Faith and Family / Sean Gallagher
Lessons can be learned during bedtime reading
I enjoy reading to my sons at bedtime. At present, I’m reading C.S. Lewis’ The Magician’s Nephew to my 7-year-old son, Raphael, and 5-year-old son, Victor.
In years past, my 10-year-old son, Michael, liked it so much that I probably read it to him two or three times. Raphael and Victor have been lapping it up.
And I’m glad because it teaches in an entertaining way some crucial lessons about faith and morality.

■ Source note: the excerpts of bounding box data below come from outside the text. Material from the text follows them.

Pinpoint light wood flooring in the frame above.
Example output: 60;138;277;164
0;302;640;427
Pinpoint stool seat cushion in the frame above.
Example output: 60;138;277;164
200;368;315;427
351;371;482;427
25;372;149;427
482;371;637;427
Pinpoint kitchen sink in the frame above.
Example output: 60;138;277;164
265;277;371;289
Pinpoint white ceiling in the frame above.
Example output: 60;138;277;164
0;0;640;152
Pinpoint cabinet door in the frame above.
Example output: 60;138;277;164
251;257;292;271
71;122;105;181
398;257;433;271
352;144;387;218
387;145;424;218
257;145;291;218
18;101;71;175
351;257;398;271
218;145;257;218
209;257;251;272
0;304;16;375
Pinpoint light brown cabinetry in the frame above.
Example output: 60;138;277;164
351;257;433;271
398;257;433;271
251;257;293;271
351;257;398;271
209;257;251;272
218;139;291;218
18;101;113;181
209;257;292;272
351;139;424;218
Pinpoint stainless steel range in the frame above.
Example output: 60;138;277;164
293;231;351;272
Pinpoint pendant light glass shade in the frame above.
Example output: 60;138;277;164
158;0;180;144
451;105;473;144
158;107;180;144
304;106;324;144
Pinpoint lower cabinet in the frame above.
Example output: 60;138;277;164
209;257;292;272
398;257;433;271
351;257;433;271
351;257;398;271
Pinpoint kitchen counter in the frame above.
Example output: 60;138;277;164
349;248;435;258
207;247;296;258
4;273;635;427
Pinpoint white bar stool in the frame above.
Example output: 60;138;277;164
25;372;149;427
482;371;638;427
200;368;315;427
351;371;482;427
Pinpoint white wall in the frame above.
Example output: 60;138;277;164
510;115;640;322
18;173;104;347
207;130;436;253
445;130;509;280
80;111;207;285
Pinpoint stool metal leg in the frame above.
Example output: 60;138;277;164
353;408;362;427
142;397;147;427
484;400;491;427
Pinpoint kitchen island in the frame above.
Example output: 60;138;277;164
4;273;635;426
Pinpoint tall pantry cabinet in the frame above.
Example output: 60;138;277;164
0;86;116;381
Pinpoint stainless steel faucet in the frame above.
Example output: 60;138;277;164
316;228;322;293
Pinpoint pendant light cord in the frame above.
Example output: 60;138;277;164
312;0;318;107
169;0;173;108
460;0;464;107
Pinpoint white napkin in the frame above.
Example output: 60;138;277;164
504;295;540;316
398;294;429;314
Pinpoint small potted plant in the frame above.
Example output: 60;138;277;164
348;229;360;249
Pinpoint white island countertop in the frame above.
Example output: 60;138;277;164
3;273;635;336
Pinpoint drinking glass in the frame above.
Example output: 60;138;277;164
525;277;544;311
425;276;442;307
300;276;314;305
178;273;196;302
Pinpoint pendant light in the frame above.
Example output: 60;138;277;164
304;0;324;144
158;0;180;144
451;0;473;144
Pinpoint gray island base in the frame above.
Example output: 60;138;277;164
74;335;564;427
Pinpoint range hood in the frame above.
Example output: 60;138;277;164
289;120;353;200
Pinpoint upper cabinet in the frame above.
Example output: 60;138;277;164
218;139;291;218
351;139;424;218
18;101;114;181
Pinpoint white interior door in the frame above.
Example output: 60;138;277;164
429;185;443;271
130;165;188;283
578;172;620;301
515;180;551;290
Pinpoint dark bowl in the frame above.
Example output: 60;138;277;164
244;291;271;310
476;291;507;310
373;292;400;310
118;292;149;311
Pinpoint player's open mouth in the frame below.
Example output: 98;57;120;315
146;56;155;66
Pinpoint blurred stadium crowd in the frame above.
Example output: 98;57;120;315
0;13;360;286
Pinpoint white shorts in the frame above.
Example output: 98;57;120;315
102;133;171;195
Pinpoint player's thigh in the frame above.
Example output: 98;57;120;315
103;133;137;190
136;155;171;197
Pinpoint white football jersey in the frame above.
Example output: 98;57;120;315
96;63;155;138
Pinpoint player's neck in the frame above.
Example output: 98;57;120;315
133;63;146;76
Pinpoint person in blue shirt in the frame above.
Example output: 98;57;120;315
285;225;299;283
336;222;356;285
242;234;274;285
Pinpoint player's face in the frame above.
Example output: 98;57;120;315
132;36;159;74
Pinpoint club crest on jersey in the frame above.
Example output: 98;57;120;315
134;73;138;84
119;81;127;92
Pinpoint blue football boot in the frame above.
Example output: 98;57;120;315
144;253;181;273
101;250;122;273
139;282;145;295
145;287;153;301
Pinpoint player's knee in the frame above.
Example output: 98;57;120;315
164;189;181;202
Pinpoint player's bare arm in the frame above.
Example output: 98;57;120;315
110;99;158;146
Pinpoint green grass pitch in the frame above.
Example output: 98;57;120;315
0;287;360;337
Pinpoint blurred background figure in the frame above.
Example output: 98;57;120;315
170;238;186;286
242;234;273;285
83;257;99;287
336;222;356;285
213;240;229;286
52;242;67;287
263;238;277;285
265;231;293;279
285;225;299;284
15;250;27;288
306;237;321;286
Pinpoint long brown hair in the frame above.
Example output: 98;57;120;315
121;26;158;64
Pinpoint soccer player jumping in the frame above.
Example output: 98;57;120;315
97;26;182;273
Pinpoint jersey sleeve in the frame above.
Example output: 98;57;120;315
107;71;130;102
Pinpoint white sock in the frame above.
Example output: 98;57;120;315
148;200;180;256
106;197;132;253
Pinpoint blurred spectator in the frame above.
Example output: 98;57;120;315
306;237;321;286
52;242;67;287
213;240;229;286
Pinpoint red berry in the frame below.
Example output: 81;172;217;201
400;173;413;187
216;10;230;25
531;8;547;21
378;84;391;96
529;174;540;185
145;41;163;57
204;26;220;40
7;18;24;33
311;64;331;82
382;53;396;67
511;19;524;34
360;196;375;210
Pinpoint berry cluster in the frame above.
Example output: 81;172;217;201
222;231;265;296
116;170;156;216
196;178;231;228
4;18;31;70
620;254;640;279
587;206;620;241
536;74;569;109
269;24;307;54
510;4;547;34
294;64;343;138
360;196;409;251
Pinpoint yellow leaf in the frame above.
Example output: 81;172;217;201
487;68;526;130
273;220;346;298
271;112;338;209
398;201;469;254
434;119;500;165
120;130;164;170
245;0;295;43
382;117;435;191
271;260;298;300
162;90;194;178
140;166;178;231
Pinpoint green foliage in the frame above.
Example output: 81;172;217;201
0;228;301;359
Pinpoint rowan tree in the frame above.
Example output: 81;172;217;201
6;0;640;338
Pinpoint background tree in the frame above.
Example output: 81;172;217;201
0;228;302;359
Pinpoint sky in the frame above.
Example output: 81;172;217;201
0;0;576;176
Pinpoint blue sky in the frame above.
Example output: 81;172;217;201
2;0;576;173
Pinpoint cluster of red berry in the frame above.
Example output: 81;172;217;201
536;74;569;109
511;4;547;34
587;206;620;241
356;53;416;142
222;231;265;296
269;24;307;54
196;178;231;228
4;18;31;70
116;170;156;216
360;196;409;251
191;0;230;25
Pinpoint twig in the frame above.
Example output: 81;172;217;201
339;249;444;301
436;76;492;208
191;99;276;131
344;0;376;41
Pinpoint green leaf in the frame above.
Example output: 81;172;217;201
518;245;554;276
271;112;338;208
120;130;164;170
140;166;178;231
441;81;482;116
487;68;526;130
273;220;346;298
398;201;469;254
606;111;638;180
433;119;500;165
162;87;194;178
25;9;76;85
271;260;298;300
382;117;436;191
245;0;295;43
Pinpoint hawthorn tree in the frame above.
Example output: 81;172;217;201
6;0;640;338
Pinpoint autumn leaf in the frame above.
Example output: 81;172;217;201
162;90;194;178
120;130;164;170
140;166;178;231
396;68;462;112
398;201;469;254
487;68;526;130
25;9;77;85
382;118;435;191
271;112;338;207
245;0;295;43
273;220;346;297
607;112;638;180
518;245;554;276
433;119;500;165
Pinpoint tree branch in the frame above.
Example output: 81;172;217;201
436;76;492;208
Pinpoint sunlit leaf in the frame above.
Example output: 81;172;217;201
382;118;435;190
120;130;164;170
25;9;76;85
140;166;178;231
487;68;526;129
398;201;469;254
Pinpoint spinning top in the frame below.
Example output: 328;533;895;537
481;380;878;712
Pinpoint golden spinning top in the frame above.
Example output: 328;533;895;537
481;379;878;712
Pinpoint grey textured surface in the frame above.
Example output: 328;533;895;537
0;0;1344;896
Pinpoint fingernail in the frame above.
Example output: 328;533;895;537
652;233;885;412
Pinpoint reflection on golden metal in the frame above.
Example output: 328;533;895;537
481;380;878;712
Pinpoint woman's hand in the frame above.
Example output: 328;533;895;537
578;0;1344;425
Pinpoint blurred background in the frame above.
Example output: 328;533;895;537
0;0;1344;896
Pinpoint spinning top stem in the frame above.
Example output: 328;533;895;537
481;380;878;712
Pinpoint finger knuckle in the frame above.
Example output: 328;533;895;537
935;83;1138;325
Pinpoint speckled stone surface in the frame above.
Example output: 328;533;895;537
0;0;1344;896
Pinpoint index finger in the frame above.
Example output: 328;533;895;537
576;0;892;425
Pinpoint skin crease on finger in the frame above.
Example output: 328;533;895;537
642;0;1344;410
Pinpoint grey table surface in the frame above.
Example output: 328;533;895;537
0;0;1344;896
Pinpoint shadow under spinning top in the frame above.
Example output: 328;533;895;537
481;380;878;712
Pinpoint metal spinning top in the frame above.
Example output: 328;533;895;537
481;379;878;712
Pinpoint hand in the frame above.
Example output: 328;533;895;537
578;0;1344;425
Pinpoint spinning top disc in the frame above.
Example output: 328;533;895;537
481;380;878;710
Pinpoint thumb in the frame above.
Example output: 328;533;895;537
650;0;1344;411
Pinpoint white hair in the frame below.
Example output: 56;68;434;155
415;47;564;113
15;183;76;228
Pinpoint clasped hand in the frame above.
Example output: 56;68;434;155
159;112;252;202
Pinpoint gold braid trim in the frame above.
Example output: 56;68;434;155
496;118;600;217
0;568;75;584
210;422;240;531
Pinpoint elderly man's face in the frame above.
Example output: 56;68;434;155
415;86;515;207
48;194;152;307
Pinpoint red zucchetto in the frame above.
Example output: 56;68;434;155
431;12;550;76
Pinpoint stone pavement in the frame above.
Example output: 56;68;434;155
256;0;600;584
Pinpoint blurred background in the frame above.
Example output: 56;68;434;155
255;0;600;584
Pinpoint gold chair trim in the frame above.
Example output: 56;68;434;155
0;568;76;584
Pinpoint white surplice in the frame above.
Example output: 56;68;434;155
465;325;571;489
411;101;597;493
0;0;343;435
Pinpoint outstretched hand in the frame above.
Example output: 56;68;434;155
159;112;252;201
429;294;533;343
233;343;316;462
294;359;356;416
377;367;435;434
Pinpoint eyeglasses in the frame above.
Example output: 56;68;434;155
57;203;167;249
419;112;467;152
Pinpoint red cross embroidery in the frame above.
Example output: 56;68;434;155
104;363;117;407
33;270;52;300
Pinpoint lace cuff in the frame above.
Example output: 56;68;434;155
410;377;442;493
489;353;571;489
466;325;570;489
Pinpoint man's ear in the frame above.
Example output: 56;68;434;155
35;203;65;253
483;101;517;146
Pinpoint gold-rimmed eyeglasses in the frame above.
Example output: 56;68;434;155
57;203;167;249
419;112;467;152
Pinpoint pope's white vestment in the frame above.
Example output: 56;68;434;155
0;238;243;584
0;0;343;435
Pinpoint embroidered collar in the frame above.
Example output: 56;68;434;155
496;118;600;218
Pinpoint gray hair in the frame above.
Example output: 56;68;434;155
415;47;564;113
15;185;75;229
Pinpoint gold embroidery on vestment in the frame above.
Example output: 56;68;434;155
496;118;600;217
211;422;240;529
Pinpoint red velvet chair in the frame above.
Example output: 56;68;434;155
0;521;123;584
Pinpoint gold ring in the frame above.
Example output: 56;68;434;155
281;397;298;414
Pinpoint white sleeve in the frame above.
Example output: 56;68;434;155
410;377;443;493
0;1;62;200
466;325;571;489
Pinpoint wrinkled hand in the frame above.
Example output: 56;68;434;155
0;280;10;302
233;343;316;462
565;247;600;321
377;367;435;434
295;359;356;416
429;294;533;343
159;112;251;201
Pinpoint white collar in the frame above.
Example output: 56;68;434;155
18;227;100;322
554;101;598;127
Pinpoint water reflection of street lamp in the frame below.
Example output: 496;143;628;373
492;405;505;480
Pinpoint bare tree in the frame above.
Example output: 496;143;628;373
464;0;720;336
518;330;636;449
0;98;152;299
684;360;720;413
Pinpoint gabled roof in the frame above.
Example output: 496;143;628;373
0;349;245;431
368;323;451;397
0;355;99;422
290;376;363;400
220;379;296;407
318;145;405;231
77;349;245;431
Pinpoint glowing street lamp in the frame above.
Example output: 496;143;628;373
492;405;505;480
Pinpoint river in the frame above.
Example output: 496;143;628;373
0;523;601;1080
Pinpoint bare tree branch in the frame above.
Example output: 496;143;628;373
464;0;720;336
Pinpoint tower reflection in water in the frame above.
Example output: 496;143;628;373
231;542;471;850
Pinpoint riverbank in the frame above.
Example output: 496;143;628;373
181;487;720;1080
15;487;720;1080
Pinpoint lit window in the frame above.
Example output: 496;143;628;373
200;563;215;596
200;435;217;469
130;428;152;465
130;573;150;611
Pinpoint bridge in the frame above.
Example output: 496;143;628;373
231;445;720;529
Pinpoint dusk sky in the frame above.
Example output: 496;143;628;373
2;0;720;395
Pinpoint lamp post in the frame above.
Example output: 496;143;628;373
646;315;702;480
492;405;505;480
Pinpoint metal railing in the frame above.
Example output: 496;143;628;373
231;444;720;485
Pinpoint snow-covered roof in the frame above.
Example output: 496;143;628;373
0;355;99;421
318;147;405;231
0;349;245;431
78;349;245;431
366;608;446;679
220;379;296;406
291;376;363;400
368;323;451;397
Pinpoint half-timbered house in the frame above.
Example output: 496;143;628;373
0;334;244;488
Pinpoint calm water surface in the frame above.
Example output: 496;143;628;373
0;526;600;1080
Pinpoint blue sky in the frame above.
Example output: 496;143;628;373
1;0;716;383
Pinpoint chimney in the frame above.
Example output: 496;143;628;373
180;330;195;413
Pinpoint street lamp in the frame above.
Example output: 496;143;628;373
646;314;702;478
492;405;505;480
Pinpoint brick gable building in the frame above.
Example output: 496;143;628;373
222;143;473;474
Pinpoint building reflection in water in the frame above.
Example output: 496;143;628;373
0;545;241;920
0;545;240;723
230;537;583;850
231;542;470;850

Early in the book, one of the seven volumes of Lewis’ The Chronicles of Narnia, a boy named Digory and his friend, Polly, have an encounter with Digory’s strange Uncle Andrew. He tricks the children into being guinea pigs in his experiments with magic rings which he has made—rings that make anyone who touches them disappear into a strange world.
Uncle Andrew tells Digory that he got the material for the rings from his godmother while she was on her deathbed. She made him promise to destroy the material after she died.
“That promise I did not keep,” Andrew told Digory, at which he responded, “Well then, it was jolly well rotten of you.”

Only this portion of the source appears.